Отец Михаил поехал служить в деревню Выселки, в небольшую церковь, в которой после ареста прежнего священника более года не было служений; вероятно, по этой причине ее забыли разорить.
Они жили в полуразрушенной хатке, которая в дождь протекала, а в мороз промерзала; нередко жили впроголодь — но все эти житейские затруднения они переносили легко и бодро и даже не запоминали их.
У отца была любимая дочь, у дочери был любимый отец, у обоих было любимое дело, и все невзгоды быстро забывались.
В этой церкви не было псаломщика, и на возгласы отца Михаила отвечал с клироса звонкий альт его двенадцатилетней дочери. Постепенно там собрался большой и дружный хор добровольцев, но запевалой, чтицей и уставщицей по-прежнему была маленькая «поповна»; отец Михаил тоже часто в шутку величал свою дочь поповной, но теперь это слово, когда-то обидное, стало хорошим и милым.
Через два года церковь в деревне Выселки Родославльского района была разорена, а настоятель ее Михаил Степанович Соловьев — арестован и выслан, на этот раз уже не на три года, а на десять лет.
Лена осталась одно; ей было четырнадцать лет.
В ее судьбу вмешался сельсовет; на вопрос: есть ли у нее мать или родственники, она ответила: «нет никого».
Это была неправда, но она скорее согласилась бы броситься в реку, чем вернуться к отчиму и бабушке.
Ее поместили в детский дом и после экзамена определили в седьмой класс школы.
Вскоре после ее поступления детдом реорганизовался, ее перевели в другой детдом, где все люди были новые, и уже никто ничего не помнил о прошлом малообщительной воспитанницы Елены Соловьевой, а молчать она умела.

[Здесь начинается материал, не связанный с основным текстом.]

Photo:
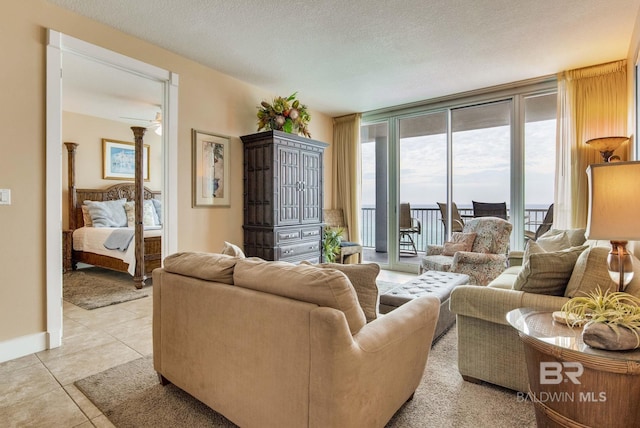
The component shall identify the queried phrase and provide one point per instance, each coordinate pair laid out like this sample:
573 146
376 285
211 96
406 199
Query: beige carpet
130 396
95 287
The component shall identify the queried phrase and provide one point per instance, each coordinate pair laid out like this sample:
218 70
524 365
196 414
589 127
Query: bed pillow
86 217
149 215
107 213
459 242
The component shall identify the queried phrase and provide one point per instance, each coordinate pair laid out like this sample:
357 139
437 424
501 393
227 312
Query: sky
481 164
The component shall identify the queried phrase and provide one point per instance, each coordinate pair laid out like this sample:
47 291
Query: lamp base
620 264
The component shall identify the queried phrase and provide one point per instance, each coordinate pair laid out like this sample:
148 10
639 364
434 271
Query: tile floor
38 391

После окончания школы детдомовцев стали распределять кого куда; большинство попало в ФЗУ, а лучшим ученикам дали рекомендации для поступления в техникумы.
Техникумов, с которыми у детдомовского начальства была договоренность, было три: Днепровский педагогический, Дементьевский медицинский и Липнинский сельскохозяйственный.
Лена Соловьева, которая всегда была отличницей, до некоторой степени имела возможность выбирать.
Медицину она не любила, ее отталкивала сама обстановка больниц и амбулаторий.
Учителя уговаривали ее идти в педагогичсекий, уверяя, что она будет превосходной учительницей.
Но учителя всегда и везде должны придерживаться государственной религии, а в Советском Союзе такой религией является атеизм… Лена, христианка-церковница, не могла и не хотела ни изменять своим убеждениям, ни кривить душой.